We propose a new mechanism for specifying or deducing the value category of the expression that a member-function is invoked on. In other words, a way to tell from within a member function whether the expression it’s invoked on is an lvalue or an rvalue; whether it is const or volatile; and the expression’s type.

This is very useful when implementing several overloads of the same member function to deal with const and ref qualifiers. The proposed syntax is to ’lift’ this into an actual member function parameter, so that normal deduction mechanisms could be used:

1struct X {
2    void foo(this X const& self, int i);
3
4    template <typename Self>
5    void bar(this Self&& self);
6};

Add support for preprocessing directives `elifdef` and `elifndef`

P2334R1

Extend init-statement to allow alias-declaration

P2360R0

In C++20 you can use typedef in init-statement but not using alias declaration, which is a bit inconsistent, and this paper fixes it.

Multidimensional subscript operator

P2128R6

We propose that user-defined types can define a subscript operator with multiple arguments to better support multi-dimensional containers and views.

 1template<class ElementType, class Extents>
 2class mdspan {
 3    template<class... IndexType>
 4    constexpr reference operator[](IndexType...);
 5};
 6int main() {
 7    int buffer[2*3*4] = { };
 8    auto s = mdspan<int, extents<2, 3, 4>> (buffer);
 9    s[1, 1, 1] = 42;
10}

`move_only_function`

P0288R9

This paper proposes a conservative, move-only equivalent of std::function.

`zip`

P2321R2

This paper proposes four new views: zip, zip_transform, adjacent, and adjacent_transform, and related functionality. The Ranges feature gains more useful stuff.
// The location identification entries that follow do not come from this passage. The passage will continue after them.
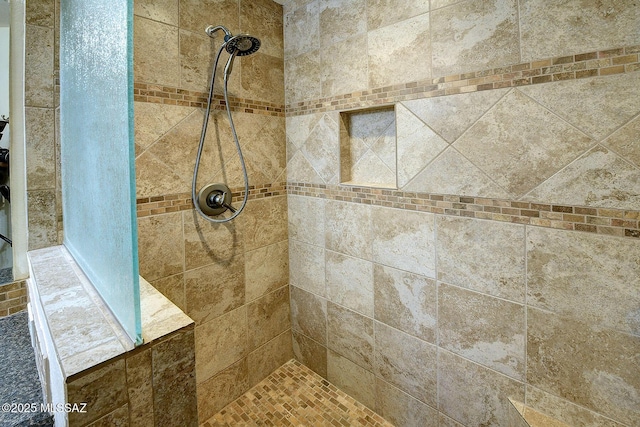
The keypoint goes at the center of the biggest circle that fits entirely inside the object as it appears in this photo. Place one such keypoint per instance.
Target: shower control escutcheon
(215, 199)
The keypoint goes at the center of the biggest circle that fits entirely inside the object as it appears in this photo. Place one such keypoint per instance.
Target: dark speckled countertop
(19, 382)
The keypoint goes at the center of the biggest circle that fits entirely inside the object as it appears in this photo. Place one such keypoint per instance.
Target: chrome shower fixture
(215, 199)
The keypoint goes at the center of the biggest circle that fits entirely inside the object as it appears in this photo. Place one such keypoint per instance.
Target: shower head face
(243, 45)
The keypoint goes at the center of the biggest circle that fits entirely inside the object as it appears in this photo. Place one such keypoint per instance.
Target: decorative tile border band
(614, 222)
(591, 64)
(159, 94)
(13, 298)
(156, 205)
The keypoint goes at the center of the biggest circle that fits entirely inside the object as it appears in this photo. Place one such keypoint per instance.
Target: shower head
(242, 44)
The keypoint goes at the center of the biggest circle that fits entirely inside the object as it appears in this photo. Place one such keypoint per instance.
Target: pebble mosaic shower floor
(294, 395)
Printing `volatile` Pointers

P1147R1

This fixes a quirk of stream output for volatile pointers which were being converted to other types, like int or bool because they couldn’t be printed as normal const void* due to qualifier mismatch. Sure, whatever.

Byteswapping for fun&&nuf

P1272R4

This adds an efficient way to flip (swap, reverse) all the bits of an integer type without having to resort to compiler intrinsics.

Heterogeneous erasure overloads for associative containers

P2077R3

The authors propose heterogeneous erasure overloads for ordered and unordered associative containers, which add an ability to erase values or extract nodes without creating a temporary key_type object.

Character sets and encodings

P2314R4

More long-overdue improvements to Unicode string support.

What is a `view`?

P2415R2

Clarifications for the role of views in the Ranges feature.

The paper really stresses two points throughout:

views are lightweight objects that refer to elements they do not own

views are O(1) copyable and assignable

Support `std::generator`-like types in `std::format`

P2418R2

This enables formatting results of coroutine-based generator function results by switching std::format to taking parameters by forwarding references. It has been implemented in the {fmt} library since v6 (currently at v8).

Now, some other papers that caught my attention.

Standard Library Modules `std` and `std.compat`

P2465R1

import std; imports everything in namespace std from C++ headers (e.g. std::sort from <algorithm>) and C wrapper headers (e.g. std::fopen from <cstdio>). It also imports ::operator new etc. from <new>.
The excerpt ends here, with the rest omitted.